I was expecting to be disappointed by this blog but was unexpectedly charmed. I think maybe it was the 'total bummer slice' tag.
posted by breath at 12:36 AM on September 29, 2010


Now I want a slice, bummer or not.
posted by breath at 12:36 AM on September 29, 2010


I'm enjoying the reading.

Maybe pointing out the shittiness of the local pizza fare will cause said pizza to improve.
posted by kaibutsu at 12:37 AM on September 29, 2010


So basically, all the best pizza in New York City is at the places where there is lots of foot traffic and tourists. That's actually understandable.
posted by parmanparman at 12:51 AM on September 29, 2010


Ditto crapmatic. So odd that so many of the slices looks so similar.
posted by rudster at 1:04 AM on September 29, 2010


I was under the impression that the current pizza fad involved fetishizing all things Neopolitan in the name of authenticity. Is that just a Bay Area pursuit, or is he blogging from 1987?
posted by dantsea at 1:45 AM on September 29, 2010 [1 favorite]

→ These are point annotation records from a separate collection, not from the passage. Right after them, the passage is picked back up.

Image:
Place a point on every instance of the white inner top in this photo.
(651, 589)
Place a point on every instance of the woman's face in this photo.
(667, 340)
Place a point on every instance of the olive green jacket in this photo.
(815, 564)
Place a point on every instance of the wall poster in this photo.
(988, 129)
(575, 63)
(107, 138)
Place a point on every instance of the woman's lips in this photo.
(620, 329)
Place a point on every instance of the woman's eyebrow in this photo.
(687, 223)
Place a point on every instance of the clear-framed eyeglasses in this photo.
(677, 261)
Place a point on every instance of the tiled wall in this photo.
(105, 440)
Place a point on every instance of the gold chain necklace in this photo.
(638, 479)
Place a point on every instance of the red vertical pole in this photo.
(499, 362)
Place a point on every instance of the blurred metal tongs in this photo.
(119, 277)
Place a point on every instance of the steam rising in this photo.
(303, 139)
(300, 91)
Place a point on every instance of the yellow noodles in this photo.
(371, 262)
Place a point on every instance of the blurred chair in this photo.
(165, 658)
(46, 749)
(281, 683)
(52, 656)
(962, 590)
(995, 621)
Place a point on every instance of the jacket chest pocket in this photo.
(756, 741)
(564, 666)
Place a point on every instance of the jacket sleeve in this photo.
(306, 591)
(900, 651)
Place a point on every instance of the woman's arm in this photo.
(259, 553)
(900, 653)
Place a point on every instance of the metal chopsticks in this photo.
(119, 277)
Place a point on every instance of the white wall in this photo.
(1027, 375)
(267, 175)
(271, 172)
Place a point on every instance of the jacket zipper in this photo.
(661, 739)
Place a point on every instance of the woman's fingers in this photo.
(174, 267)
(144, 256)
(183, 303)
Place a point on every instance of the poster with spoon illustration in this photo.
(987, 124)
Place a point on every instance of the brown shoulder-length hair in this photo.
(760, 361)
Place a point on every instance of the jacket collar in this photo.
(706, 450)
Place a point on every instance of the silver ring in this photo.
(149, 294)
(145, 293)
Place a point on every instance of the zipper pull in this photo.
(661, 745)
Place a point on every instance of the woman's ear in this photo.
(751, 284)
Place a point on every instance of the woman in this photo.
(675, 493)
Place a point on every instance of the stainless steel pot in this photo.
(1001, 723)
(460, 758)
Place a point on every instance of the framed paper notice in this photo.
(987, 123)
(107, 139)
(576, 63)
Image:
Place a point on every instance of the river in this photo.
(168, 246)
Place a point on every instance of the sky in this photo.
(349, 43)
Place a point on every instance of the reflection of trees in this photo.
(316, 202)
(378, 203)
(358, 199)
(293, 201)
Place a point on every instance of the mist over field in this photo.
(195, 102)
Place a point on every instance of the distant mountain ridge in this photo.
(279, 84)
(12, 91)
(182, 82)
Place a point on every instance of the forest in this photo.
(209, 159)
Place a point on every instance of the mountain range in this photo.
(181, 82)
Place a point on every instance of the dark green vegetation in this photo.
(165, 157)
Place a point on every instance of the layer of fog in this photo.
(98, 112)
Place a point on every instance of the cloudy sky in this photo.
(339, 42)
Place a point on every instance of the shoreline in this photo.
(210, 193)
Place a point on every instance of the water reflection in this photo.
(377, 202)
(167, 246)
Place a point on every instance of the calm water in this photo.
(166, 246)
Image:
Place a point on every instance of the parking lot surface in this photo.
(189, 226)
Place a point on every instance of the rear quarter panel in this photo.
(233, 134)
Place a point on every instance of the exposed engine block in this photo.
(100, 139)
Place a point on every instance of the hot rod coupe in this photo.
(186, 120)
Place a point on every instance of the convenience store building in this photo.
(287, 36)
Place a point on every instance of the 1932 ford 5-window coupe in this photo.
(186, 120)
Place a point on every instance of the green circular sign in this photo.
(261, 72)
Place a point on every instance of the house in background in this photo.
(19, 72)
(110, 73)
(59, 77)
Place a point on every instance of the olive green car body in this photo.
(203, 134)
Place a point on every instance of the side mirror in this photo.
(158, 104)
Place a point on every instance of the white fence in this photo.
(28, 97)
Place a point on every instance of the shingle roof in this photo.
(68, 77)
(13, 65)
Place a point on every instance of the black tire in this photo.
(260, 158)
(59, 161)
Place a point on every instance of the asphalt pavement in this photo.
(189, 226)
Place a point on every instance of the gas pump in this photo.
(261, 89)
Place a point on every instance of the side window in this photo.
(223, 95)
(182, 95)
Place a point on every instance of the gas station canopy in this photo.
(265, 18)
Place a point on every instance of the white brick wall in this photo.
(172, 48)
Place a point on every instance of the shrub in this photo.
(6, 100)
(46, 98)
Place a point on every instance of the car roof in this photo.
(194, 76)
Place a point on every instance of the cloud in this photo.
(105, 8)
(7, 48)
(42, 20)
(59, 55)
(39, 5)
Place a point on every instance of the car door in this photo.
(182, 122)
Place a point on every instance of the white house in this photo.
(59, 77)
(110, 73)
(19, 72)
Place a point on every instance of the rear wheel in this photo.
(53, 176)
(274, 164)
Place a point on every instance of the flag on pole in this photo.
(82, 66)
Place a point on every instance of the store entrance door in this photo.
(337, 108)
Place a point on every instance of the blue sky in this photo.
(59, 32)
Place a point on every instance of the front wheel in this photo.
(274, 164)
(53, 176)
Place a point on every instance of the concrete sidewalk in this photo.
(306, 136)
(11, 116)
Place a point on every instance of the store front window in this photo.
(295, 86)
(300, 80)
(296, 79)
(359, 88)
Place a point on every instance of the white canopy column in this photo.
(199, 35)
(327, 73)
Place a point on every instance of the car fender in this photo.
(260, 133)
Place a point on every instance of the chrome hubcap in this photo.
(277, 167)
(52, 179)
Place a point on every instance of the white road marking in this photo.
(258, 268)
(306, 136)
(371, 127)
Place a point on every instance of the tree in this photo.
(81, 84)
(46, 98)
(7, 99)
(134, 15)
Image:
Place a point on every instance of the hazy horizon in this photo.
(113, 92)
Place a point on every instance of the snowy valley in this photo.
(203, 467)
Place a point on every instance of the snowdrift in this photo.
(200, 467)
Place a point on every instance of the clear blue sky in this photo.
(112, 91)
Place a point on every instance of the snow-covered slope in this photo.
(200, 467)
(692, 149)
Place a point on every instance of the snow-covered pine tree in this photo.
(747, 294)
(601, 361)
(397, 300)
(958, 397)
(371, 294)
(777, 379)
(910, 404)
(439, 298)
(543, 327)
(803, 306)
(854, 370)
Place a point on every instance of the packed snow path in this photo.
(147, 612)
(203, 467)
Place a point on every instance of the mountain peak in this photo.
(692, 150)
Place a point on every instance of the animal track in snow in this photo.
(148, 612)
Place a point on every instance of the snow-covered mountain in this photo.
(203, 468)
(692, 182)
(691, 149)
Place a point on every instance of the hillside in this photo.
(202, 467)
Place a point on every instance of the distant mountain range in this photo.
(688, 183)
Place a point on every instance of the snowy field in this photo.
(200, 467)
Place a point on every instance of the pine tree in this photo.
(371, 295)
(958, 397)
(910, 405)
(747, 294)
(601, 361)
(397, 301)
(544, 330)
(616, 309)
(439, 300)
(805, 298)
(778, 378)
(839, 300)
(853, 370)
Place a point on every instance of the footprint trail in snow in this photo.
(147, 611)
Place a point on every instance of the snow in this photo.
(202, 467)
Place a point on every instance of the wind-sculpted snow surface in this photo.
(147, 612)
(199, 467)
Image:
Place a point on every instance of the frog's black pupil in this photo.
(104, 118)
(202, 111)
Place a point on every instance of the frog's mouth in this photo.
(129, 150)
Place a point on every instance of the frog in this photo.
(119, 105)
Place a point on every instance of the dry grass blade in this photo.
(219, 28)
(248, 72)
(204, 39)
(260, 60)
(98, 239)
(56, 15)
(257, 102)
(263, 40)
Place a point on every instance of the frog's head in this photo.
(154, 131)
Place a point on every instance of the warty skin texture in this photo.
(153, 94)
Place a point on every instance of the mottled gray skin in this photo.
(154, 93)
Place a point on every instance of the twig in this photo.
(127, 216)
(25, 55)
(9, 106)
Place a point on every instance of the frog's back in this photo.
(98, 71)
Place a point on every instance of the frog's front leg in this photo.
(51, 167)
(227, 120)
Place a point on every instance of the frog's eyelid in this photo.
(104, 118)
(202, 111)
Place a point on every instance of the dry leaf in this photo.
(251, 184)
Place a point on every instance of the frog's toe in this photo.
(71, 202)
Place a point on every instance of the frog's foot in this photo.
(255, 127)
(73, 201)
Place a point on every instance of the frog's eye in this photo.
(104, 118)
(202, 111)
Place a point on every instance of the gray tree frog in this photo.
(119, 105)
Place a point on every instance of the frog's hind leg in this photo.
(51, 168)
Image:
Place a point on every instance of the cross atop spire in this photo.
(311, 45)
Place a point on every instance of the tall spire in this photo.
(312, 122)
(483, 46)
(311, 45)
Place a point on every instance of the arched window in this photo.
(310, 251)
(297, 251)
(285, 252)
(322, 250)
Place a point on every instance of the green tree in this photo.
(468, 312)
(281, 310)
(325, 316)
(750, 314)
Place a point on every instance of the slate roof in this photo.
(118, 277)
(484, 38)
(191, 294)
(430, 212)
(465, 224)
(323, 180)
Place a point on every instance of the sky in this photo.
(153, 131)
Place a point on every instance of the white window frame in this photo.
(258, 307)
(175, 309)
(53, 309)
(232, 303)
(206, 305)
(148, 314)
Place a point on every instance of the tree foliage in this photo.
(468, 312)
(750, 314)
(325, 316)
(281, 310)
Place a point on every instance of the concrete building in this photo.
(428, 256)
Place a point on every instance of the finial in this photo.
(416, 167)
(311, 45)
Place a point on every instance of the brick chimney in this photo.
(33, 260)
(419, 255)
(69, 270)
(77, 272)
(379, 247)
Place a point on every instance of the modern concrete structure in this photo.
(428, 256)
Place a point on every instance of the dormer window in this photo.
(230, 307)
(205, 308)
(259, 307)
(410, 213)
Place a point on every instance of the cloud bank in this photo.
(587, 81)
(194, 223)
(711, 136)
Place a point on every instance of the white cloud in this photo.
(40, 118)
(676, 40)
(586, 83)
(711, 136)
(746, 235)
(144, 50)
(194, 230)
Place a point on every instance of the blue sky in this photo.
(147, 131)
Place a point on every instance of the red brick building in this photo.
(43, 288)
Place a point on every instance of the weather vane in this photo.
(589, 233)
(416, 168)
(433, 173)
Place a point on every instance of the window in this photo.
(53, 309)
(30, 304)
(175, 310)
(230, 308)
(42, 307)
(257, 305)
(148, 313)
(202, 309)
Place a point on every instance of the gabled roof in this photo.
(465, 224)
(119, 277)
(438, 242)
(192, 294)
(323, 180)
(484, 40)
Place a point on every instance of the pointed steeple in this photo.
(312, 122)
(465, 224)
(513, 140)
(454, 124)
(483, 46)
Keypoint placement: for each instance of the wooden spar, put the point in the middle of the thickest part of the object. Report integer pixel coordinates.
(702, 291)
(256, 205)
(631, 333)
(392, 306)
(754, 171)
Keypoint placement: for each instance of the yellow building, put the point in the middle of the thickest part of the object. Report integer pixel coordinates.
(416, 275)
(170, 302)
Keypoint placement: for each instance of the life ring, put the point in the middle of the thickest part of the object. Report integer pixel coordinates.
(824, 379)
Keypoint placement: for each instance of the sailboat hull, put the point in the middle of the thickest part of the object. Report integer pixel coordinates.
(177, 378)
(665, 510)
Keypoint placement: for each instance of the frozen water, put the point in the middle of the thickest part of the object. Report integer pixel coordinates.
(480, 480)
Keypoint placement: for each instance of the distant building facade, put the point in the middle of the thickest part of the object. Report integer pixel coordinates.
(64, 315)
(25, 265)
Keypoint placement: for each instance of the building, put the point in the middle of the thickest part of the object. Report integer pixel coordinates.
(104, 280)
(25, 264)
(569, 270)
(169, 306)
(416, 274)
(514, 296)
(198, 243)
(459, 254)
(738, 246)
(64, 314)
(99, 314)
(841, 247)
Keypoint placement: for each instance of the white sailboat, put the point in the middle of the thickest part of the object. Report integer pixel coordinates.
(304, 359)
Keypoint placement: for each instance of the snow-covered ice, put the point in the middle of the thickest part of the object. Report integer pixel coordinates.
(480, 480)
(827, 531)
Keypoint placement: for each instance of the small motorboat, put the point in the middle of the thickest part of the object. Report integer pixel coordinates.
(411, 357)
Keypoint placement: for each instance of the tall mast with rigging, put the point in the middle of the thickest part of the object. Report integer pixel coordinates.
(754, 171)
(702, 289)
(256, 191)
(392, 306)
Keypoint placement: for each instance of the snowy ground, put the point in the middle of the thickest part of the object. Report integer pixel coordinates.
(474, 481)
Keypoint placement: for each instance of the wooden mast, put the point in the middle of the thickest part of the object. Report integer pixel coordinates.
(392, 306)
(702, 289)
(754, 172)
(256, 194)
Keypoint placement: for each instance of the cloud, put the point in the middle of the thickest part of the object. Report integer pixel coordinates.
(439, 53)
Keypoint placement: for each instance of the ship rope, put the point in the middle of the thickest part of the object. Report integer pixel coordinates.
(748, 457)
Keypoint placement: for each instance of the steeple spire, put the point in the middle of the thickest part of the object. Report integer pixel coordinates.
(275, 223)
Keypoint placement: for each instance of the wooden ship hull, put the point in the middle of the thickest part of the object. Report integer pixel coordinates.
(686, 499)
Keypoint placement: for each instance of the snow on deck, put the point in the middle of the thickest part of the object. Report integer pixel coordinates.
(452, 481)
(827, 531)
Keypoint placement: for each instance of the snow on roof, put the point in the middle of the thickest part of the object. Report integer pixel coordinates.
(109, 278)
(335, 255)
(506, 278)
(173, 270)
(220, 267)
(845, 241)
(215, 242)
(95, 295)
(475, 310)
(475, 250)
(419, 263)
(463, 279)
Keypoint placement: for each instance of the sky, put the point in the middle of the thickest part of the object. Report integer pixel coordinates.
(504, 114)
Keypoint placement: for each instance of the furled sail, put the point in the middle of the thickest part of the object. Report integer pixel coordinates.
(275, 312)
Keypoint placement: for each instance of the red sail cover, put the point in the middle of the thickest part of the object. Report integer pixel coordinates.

Does good pizza even come in individual slices on a paper plate? Even in Rome, single-slice pizza is a poor thing. Or is NYC different in this regard?
posted by le morte de bea arthur at 2:05 AM on September 29, 2010 [1 favorite]


Neopolitan pizza is crazy good. Went to Naples this year and just ate pizza. It's still a bit better than the OCD-Level neopolitan recreations we can get in the states at certain places- Possibly relating to freshness and sources of ingredients and lack of pasteurization for the cheese.

All those slices indeed looked pretty bad. Very good consistent results from all the NYC pizzerias, though.
posted by colinshark at 2:13 AM on September 29, 2010


Does good pizza even come in individual slices on a paper plate?

I'd argue that if you're getting your slice on an actual non-paper plate, you're doing it wrong.

Now I need to swing through Claudio Pizzeria in my old neighborhood.
posted by JaredSeth at 3:06 AM on September 29, 2010 [4 favorites]


So, in my area, we have a local organic agriculture / sustainable living organization that puts on a fair every year, actually pretty popular. And most years, I go.

At most such fairs, I grab a falafel pita, because you can't really go wrong with that.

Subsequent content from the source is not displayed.